L’avis de la Cour internationale de Justice (CIJ) rendu le 19 juillet 2024 n’a pas assez attiré notre attention. Nous pouvons désormais appuyer nos campagnes et nos demandes sur les constats judiciaires effectués par la Cour. L’article de François Dubuisson, publié par Yaani, revient en détail sur leurs conséquences.

Les conséquences de l’avis de la CIJ relatif à l’occupation du Territoire palestinien

Par François Dubuisson1professeur de droit international à l’université libre de Bruxelles. Publié le 27 juillet 2027 par Yaani.

Le 19 juillet dernier, la Cour internationale de Justice rendait son avis relatif aux « conséquences juridiques découlant des politiques et pratiques d’Israël dans le Territoire palestinien occupé, y compris Jérusalem-Est ». La CIJ a conclu que l’occupation israélienne est illégale en son principe, qu’elle aboutit à l’annexion de larges portions du territoire palestinien et viole le droit à l’autodétermination du peuple palestinien. La Cour constate également qu’une série de pratiques et politiques israéliennes enfreignent le droit international, en particulier la colonisation, le déplacement forcé de la population civile palestinienne, les restrictions à la libre circulation, la destruction de maisons, la confiscation de terres, l’exploitation de ressources naturelles palestiniennes… Par ailleurs, Israël est convaincu d’avoir instauré un système de lois et de mesures discriminatoires à l’encontre de la population palestinienne, qui violent l’interdiction de la ségrégation raciale et de l’apartheid. La Cour en déduit qu’Israël doit mettre fin à son occupation « dans les plus brefs délais », cesser sa politique de colonisation et la démanteler, ainsi que réparer tous les dommages causés à la population palestinienne.

Ces conclusions ayant déjà été largement exposées et commentées, j’examinerai ici certaines conséquences plus indirectes que l’avis est susceptible d’avoir, à brève échéance. L’avis a été rendu sur demande de l’Assemblée générale des Nations Unies, et c’est à cette dernière qu’il revient au premier chef de prévoir les moyens de mise en œuvre, par l’adoption d’une résolution. Il faut bien constater que l’avis que la CIJ avait rendu en 2004 à propos de la légalité du Mur construit par Israël en Territoire palestinien a en définitive eu peu d’effet concret sur le terrain, à défaut pour les États d’avoir pris des mesures effectives, à même de faire pression sur Israël.

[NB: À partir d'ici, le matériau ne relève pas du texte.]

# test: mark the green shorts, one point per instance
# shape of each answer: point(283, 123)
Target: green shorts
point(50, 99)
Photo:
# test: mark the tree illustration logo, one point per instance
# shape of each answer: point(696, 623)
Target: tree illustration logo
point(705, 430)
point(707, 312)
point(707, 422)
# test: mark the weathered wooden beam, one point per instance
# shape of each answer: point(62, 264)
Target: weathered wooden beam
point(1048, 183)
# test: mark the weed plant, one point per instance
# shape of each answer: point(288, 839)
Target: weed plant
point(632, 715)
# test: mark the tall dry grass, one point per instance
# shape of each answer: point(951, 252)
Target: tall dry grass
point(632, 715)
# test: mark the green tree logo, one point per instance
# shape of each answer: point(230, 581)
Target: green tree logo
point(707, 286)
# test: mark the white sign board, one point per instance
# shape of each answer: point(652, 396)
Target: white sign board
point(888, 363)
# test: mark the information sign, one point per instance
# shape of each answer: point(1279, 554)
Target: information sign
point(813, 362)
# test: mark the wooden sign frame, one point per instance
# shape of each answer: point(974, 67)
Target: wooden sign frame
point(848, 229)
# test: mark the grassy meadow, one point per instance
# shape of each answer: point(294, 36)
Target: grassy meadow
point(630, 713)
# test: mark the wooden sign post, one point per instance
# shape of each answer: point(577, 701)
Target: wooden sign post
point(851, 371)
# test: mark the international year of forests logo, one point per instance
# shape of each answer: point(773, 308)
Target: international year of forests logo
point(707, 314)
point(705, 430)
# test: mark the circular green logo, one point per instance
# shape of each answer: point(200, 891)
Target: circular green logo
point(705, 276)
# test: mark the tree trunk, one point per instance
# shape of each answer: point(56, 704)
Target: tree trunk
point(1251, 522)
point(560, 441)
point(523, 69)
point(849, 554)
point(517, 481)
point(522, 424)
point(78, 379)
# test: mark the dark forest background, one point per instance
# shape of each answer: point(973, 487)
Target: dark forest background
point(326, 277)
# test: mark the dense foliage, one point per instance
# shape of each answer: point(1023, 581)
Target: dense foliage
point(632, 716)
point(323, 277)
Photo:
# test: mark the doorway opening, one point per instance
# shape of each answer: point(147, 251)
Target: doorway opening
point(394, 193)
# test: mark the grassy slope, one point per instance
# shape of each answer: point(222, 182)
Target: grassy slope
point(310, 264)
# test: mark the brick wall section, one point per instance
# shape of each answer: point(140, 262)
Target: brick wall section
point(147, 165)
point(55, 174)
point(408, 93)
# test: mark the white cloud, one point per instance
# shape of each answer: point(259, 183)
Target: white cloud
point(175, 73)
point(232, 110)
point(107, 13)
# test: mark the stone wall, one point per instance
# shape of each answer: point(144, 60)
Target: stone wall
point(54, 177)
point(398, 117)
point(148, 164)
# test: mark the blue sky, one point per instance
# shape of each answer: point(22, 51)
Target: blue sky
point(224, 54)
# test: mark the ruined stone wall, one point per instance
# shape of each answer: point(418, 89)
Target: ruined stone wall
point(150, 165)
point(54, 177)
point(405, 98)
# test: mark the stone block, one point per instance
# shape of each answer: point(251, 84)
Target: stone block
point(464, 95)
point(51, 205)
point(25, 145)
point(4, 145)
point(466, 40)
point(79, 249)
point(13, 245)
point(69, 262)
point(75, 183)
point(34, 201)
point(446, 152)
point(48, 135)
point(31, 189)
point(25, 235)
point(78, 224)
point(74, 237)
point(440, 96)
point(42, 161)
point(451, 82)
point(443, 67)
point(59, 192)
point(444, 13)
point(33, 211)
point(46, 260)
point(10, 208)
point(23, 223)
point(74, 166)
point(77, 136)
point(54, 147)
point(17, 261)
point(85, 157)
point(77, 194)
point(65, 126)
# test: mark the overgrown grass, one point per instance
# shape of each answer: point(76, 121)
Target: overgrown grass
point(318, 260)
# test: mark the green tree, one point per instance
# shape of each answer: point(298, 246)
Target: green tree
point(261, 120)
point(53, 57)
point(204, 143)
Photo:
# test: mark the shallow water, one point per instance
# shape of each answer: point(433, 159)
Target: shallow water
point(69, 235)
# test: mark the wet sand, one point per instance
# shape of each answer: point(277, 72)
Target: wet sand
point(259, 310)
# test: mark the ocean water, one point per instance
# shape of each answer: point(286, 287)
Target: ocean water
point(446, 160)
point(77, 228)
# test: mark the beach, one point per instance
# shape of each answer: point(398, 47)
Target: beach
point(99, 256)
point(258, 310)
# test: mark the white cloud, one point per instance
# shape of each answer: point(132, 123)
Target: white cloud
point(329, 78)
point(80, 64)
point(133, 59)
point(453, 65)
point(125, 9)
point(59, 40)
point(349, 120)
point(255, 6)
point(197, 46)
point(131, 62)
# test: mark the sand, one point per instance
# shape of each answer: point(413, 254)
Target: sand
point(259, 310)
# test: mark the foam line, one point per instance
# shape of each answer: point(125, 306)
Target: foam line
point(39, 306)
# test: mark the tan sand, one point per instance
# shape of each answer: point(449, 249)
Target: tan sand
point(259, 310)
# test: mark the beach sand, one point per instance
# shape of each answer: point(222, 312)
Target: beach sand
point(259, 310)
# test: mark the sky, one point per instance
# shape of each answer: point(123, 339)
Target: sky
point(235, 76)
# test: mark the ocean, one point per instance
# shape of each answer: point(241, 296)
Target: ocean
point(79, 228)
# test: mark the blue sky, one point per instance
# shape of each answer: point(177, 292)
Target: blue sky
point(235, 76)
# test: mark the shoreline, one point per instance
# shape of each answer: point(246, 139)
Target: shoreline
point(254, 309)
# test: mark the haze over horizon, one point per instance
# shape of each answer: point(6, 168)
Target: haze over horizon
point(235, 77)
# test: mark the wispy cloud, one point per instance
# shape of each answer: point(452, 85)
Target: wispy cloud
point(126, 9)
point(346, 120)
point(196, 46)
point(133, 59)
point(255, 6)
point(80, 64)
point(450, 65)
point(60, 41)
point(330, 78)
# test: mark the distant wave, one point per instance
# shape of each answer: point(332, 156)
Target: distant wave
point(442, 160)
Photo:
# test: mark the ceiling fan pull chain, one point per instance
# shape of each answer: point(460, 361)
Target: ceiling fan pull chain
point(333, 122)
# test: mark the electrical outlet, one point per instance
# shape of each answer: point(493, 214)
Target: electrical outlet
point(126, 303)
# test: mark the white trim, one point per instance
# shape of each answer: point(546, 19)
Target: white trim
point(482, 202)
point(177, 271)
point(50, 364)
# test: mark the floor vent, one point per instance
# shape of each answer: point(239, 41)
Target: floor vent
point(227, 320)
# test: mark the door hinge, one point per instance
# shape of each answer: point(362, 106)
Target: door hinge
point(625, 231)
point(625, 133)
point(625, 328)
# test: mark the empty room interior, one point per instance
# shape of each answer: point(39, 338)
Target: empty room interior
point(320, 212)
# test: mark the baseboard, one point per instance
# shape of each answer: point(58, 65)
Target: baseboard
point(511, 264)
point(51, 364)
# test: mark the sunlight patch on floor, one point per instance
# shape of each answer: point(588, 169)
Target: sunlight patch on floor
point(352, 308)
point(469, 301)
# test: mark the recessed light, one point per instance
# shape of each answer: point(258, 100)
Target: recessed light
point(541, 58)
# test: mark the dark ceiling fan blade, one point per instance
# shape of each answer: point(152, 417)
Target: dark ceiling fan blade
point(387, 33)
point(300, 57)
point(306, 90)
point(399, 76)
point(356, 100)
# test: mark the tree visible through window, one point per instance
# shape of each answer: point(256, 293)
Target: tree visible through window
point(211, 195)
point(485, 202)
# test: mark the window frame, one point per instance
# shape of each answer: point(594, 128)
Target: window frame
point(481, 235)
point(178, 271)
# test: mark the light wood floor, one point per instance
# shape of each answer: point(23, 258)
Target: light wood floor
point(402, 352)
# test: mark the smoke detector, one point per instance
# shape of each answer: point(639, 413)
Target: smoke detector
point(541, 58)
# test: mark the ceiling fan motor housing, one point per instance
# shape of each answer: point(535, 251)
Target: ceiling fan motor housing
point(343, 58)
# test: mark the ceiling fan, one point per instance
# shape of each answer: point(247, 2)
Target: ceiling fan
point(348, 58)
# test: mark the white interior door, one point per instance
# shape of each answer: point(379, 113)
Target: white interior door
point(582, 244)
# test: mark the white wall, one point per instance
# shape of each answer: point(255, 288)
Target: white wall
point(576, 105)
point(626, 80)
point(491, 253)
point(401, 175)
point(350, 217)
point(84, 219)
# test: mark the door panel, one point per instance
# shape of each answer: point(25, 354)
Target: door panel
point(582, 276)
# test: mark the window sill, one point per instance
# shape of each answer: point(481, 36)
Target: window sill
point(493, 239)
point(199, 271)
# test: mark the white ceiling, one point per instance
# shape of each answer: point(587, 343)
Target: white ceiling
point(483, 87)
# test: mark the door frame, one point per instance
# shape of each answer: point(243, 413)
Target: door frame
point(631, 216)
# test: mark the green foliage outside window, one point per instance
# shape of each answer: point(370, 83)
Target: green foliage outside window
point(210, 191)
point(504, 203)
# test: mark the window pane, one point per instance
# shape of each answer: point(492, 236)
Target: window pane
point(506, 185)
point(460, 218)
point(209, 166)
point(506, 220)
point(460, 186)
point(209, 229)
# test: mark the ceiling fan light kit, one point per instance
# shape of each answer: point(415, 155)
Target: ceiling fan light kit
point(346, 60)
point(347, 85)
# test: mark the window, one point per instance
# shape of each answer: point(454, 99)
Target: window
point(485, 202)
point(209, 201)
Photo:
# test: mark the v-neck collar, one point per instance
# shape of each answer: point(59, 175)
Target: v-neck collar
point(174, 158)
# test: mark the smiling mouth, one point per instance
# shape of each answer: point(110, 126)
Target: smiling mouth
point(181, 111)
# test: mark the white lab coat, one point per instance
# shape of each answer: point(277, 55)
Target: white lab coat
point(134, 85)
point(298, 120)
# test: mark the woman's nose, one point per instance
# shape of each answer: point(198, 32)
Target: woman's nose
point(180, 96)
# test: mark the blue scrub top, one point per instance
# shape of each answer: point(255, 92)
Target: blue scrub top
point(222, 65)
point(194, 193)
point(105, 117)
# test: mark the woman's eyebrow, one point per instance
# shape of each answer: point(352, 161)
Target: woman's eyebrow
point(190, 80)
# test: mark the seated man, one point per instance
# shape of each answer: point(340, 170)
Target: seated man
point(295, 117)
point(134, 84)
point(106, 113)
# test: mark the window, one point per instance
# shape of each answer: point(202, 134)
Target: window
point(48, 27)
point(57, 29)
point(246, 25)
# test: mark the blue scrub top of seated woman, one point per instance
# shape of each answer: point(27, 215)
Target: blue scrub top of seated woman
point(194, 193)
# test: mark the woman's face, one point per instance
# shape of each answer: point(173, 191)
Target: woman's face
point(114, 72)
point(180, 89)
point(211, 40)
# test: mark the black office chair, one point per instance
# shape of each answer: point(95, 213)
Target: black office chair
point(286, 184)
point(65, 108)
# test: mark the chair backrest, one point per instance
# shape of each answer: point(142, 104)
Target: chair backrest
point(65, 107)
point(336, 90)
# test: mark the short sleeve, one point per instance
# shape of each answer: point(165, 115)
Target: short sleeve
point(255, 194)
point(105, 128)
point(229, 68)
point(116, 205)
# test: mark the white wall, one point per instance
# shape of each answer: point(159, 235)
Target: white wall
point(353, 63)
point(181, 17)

Le sort de l’avis de 2024 est tributaire de la même réalité politique : sa concrétisation dépend de la volonté politique des gouvernements (en particulier occidentaux) à la fois d’assumer pleinement les conclusions de la Cour et d’en tirer toutes les conséquences pratiques. À cet égard, on attendra sans doute peu de choses de la part du Conseil de sécurité de l’ONU, dont la CIJ sollicite l’intervention pour définir « quelles mesures supplémentaires sont requises pour mettre fin à la présence illicite d’Israël », compte tenu du droit de veto que possèdent les États-Unis dans cet organe et de la réaction négative du Département d’État américain à la publication de l’avis.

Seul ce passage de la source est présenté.